As the tree grows, it will send out more roots, which wrap around the host in a "strangling" manner. Eventually, the strangler will overgrow its host, robbing it of sunlight.
Alas, the host dies, but the strangler lives on, feeding on the nutrients provided by the now-decaying tree. Other animals, large and small, take advantage of the the strangler's foul deed; birds, bats, bugs, raccoons, reptiles and amphibians take up home in the hollow remains.
The strangler itself provides fruit for birds, like the red-bellied woodpecker below, feasting on figs at Green Cay Nature Center in Boynton Beach. The birds then poop the seeds and spread the next generation of cold-blooded killers. And there is that bizarre little wasp that the strangler fig relies on to pollinate its flowers. The first thing to know is that all figs, regardless of species, rely on a wasp to pollinate their flowers, and that each fig species has its own wasp species. In the case of the strangler fig, its wasp is called Pegoscapus mexicanus. It has no common name.
The second thing to know is that what we see as the fruit of the fig tree really is more like a fleshy flower stalk, with the flowers inside. Yes, inside. The strangler fig attracts wasps by sending out a scent that entices only P. mexicanus females to come and pollinate its flowers. To do so, the wasp must make its way through a hole so tiny that she'll lose her wings and perhaps antenae in the process. No matter, the fig is her domain for the rest of her short life.
So now you've got this tiny bug stuck inside the fig. She does two things — runs around and pollinates the flowers (with pollen collected from the fig where she was born) and she lays her eggs inside what are to become strangler fig seeds. Oh, actually she does a third: she dies. Her offspring hatch, eat the seeds and emerge as fully formed adult wasps. Males, which are born without wings, have only one thing on their minds: find a nice female to mate with. And then they die, having never seen the light of day or the great big, beautiful world beyond the inside of the fig. Sigh . . .
The females emerge from the fig fertilized and ready to find a fig of their own where they can repeat the process. Fortunately for the strangler, not all seeds bear wasp eggs that will ravage their insides. These seeds become the next generation of strangler figs.
Without the strangler fig, P. mexicanus doesn't exist. Without P. Mexicanus, the strangler fig doesn't exist. Evolutionary codependency at its finest.

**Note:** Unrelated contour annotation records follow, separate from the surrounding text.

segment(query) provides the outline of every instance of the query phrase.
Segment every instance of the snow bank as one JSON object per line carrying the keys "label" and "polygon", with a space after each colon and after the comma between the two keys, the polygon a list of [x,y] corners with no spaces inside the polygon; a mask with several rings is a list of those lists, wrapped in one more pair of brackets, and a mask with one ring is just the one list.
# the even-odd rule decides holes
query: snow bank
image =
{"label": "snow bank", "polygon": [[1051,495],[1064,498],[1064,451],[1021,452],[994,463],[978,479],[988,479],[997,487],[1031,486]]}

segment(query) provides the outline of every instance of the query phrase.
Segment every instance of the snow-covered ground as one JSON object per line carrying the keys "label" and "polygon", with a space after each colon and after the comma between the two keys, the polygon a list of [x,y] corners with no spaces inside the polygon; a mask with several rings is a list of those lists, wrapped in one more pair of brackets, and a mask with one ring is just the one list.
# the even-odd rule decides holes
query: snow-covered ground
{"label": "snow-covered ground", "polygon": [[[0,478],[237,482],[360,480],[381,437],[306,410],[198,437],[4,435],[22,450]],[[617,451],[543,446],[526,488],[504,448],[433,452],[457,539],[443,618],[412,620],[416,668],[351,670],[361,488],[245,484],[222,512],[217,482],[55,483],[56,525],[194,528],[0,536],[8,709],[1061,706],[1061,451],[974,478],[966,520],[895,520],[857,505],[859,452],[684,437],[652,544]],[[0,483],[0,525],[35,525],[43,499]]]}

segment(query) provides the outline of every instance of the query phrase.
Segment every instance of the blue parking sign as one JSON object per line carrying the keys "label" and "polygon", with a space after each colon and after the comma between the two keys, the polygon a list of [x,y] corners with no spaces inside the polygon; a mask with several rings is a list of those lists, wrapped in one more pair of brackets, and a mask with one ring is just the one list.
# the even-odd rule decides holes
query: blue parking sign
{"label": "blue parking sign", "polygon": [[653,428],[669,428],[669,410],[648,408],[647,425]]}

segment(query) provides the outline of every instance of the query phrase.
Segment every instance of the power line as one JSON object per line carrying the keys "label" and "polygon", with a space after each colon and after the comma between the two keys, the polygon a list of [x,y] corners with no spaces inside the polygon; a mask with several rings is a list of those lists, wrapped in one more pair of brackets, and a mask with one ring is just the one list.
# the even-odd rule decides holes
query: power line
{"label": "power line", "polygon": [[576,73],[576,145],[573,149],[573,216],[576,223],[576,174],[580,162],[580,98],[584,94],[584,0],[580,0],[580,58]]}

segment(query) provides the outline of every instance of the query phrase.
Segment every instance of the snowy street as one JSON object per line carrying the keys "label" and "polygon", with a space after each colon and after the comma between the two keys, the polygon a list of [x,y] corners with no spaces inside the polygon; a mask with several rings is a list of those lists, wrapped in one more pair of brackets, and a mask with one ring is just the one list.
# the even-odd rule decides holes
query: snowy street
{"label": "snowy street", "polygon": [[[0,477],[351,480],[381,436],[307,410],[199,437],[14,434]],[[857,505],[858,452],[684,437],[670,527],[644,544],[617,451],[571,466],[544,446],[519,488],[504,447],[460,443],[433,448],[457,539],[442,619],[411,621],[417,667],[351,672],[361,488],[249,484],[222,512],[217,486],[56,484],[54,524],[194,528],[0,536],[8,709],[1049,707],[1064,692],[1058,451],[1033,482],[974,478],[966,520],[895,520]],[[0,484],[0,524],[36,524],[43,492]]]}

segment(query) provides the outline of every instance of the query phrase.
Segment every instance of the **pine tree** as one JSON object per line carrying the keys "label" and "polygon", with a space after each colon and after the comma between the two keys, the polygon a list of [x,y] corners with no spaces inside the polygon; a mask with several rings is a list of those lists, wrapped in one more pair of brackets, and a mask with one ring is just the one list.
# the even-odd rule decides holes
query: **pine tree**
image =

Anyway, the strangler fig's range extends as far north as Volusia County, south through the Caribbean, Mexico, and Central America to Panama. It's found in hammocks and swamps; sabal palms and cypress trees typically serve as hosts. Strangler figs don't always win, but they usually don't lose, either. In Corkscrew Swamp Sanctuary and Fakahatchee Strand, strangler figs have attached themselves to some massive cypress trees, which dwarf the parasites.
One more thing: its epiphyte beginnings are the perfect adaptation for its habitat. The floor of a hammock or a swampy cypress forest is a difficult place for a seedling to begin life because of the limited amount of light that penetrates through the canopy. By starting life higher up the ladder, so to speak, the strangler improves its chances of reaching sunlight and maturity.
The strangler is one of two fig species native to Florida. It is a member of Moraceae, the mulberry family.